On the configuration tab, you have the possibility to define your own threshold values for classification. Thresholds allow you to define a minimum probability for the classification of texts. If it is not reached, no classification is performed.
Here, we explain step by step how the configuration function is structured and how you can adjust the threshold values yourself.
1️⃣ Default settings
If no own thresholds have been defined yet, the overview looks as follows:
2️⃣ Activate threshold
By clicking on the toggle switch, the thresholds can be activated and the information and settings for them can be opened. If thresholds are activated, the numbers in the above panel will change at the same time. The numbers in this panel always refer to the examples that could be classified with the set threshold. This means: If a text can be classified with the minimum probability of the defined threshold, it is included in these statistics.
The statistics are made up of the following components: «Accuracy» indicates the percentage of all uploaded examples that were classified correctly.

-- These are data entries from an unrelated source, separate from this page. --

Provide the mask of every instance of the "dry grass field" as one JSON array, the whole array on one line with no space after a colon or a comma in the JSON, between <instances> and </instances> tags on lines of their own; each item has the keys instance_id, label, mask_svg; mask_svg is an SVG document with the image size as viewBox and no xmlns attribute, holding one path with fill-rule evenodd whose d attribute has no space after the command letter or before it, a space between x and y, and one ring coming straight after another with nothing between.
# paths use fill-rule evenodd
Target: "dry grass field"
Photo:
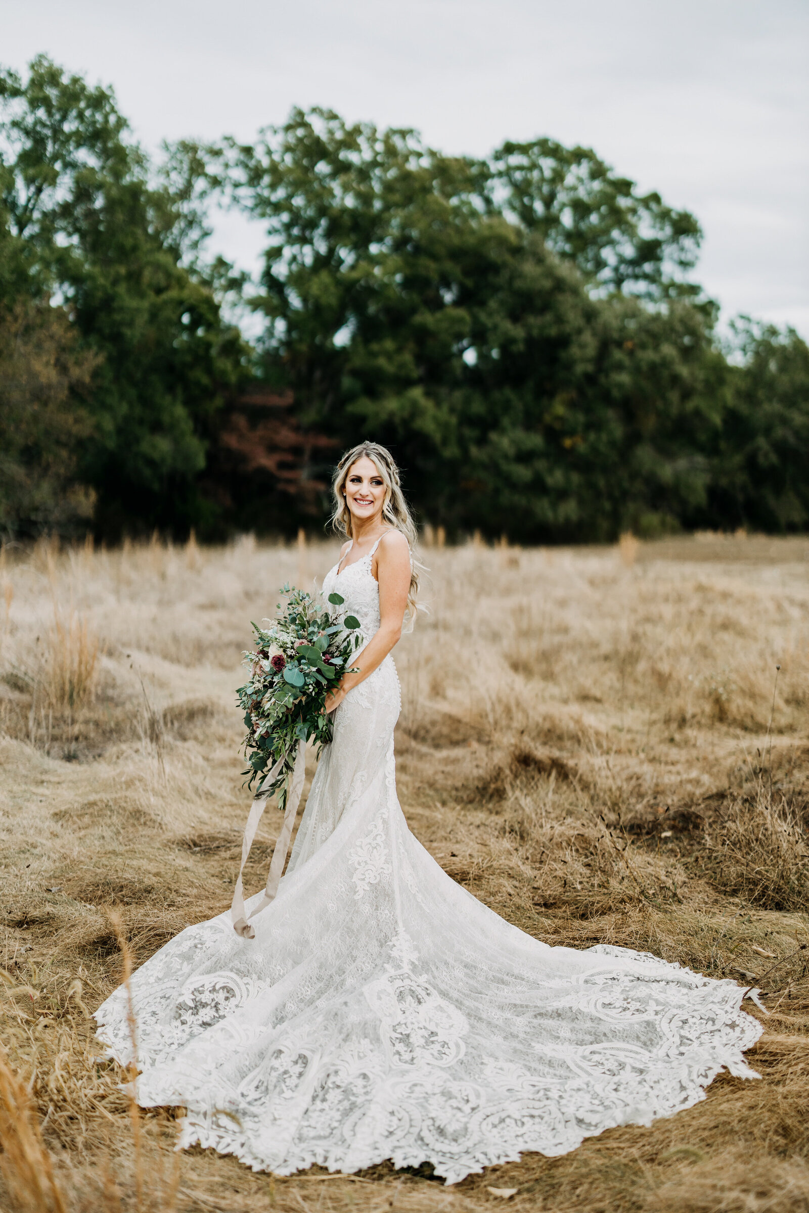
<instances>
[{"instance_id":1,"label":"dry grass field","mask_svg":"<svg viewBox=\"0 0 809 1213\"><path fill-rule=\"evenodd\" d=\"M175 1110L130 1107L89 1015L125 952L137 964L229 905L249 621L335 551L0 558L0 1208L809 1209L805 540L427 548L429 614L395 654L400 798L450 876L548 943L757 984L760 1081L720 1076L650 1129L455 1188L428 1168L252 1174L175 1155Z\"/></svg>"}]
</instances>

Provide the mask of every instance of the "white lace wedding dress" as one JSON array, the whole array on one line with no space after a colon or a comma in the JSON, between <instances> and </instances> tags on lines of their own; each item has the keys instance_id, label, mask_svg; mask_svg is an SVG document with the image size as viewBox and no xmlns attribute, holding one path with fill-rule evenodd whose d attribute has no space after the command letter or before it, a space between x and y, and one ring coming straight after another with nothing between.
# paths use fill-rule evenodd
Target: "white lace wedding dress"
<instances>
[{"instance_id":1,"label":"white lace wedding dress","mask_svg":"<svg viewBox=\"0 0 809 1213\"><path fill-rule=\"evenodd\" d=\"M371 556L324 590L374 634ZM723 1066L754 1077L742 1053L760 1027L735 983L621 947L551 947L441 871L397 799L398 714L388 656L336 711L255 939L223 913L135 973L138 1103L184 1106L181 1145L255 1169L391 1158L452 1183L670 1116ZM129 1064L123 987L96 1018Z\"/></svg>"}]
</instances>

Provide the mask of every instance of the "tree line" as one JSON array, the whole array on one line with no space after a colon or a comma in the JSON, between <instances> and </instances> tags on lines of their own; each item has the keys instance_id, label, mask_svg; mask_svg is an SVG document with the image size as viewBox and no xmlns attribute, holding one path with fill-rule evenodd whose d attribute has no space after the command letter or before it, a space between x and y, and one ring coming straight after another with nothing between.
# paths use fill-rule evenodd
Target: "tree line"
<instances>
[{"instance_id":1,"label":"tree line","mask_svg":"<svg viewBox=\"0 0 809 1213\"><path fill-rule=\"evenodd\" d=\"M258 283L206 254L223 206ZM2 70L0 533L314 529L363 438L450 535L804 530L809 348L720 340L700 239L551 138L446 156L294 109L150 160L110 90Z\"/></svg>"}]
</instances>

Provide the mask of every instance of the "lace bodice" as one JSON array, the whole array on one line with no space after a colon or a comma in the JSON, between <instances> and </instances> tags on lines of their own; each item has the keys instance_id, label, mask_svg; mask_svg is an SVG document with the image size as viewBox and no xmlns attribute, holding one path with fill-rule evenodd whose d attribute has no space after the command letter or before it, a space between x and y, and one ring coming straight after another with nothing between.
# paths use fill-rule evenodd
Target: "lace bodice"
<instances>
[{"instance_id":1,"label":"lace bodice","mask_svg":"<svg viewBox=\"0 0 809 1213\"><path fill-rule=\"evenodd\" d=\"M380 625L371 558L324 582L365 642ZM388 656L335 712L255 939L221 915L132 975L138 1101L182 1105L183 1145L257 1171L391 1158L456 1181L671 1116L723 1067L753 1076L744 1050L760 1027L734 981L620 947L549 947L443 872L397 798L398 714ZM96 1015L127 1064L126 991Z\"/></svg>"}]
</instances>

To the right of this, the number of «correct and incorrect classifications» is displayed. In addition, the number of examples that could not be classified by the defined threshold is shown, as well as the total number of all text examples that are available.
3️⃣ Select threshold
After activating the threshold, a histogram opens below, which represents the existing data. The data basis for the probabilities shown in the visualization are the results from the cross-validation, which are also already used in the report.
The width of the bars corresponds to five percentage points. Using the slider, any threshold can be set. By default, a threshold of 75% is set here for all categories.
The X-axis of the histogram thus corresponds to the percentage points that can be set for the threshold. The number of data examples are displayed on the Y-axis. The examples that can be correctly classified are shown in blue, and the faulty ones in orange. With mouse-over over the bar, the absolute number is displayed.
«Classified» describes the percentage of examples that are assigned a higher probability than the selected threshold, and thus continue to be classified. «Precision» describes the percentage of these classified examples that are also assigned to the correct category.